Beethoven's Piano Sonatas 30, 31, and 32
I have been listening nonstop to Beethoven's Opuses 109, 110, and 111 and I am changed.
For context, I knew a handful of Beethoven pieces by ear, namely the Appassionata, Pathetique, Moonlight, and Tempest sonatas. I've known them for thirty years, since encountering Inger Sodergren's recording of them on which I imprinted as a tender high schooler. I thought them expressions of beauty. Even three weeks ago I would have said the same, that they were expressions of beauty; even now I might say the same, that they are expressions of beauty. But these three weeks have been filled with Beethoven's last three piano sonatas, Nos. 30, 31, and 32, and now I know beauty soars higher than I had eyes to see before.
I'm not a musician and I don't have a critic's vocabulary either; all I can say is that these sonatas are transcendent. They are transcendent to the pleasing prettiness of the earlier sonatas I listed, they reach toward high beauty; they are transcendent to stormy passions, they integrate passion into acceptance; they are transcendent to their instrument, they arch toward the universal; they are transcendent to life, they face death.

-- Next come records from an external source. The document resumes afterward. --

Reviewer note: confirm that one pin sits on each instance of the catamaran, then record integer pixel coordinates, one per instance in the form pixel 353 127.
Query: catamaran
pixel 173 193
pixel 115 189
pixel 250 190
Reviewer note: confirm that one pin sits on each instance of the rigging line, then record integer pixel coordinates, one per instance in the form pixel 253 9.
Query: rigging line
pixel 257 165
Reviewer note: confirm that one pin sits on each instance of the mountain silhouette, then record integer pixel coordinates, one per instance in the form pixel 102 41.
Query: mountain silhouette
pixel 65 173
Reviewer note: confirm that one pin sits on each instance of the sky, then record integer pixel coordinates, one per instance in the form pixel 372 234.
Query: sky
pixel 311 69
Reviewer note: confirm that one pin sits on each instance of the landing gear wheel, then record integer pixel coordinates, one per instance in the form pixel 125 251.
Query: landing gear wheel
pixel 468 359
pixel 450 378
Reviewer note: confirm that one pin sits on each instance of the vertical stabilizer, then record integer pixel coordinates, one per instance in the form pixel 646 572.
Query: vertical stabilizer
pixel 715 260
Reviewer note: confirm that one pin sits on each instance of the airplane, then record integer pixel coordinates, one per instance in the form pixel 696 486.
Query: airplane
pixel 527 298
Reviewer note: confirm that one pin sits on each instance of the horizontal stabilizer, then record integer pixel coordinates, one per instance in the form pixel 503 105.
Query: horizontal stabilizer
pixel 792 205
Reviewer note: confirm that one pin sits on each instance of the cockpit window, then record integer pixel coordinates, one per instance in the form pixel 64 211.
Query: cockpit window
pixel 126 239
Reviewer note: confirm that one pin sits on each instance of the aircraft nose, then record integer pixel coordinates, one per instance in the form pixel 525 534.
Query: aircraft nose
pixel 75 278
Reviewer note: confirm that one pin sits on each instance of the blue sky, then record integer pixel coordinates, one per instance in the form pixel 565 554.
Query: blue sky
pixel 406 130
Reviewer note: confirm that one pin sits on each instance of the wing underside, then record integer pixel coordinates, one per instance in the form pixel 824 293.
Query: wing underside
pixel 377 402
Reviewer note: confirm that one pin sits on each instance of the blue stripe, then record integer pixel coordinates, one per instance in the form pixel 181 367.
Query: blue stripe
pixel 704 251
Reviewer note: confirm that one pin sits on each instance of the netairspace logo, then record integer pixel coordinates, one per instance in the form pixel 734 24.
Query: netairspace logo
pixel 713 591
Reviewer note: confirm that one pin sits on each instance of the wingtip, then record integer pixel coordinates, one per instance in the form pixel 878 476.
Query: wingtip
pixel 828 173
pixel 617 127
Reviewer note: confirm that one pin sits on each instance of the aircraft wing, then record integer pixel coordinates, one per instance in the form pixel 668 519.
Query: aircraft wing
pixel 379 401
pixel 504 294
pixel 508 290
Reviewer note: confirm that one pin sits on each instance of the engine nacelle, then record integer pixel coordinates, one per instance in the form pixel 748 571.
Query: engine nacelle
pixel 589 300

The second movement (of only two) of Sonata 32 has a high equanimity and poise and yet contains all the multitudes of the damned and the blessed both. You heard them, the voices of the damned and the blessed both, in the first movement. In the second they resolve, or the soul resolves them, to be complete and to be resigned, now, to face the final fact and final act: death.
The recording I'm listening to is Gerardo Teissonnière's, for Steinway & Sons. The playing is profound too, so light and bright, so vivacious yet controlled, the phrasings and dynamics impeccably interpreted and executed.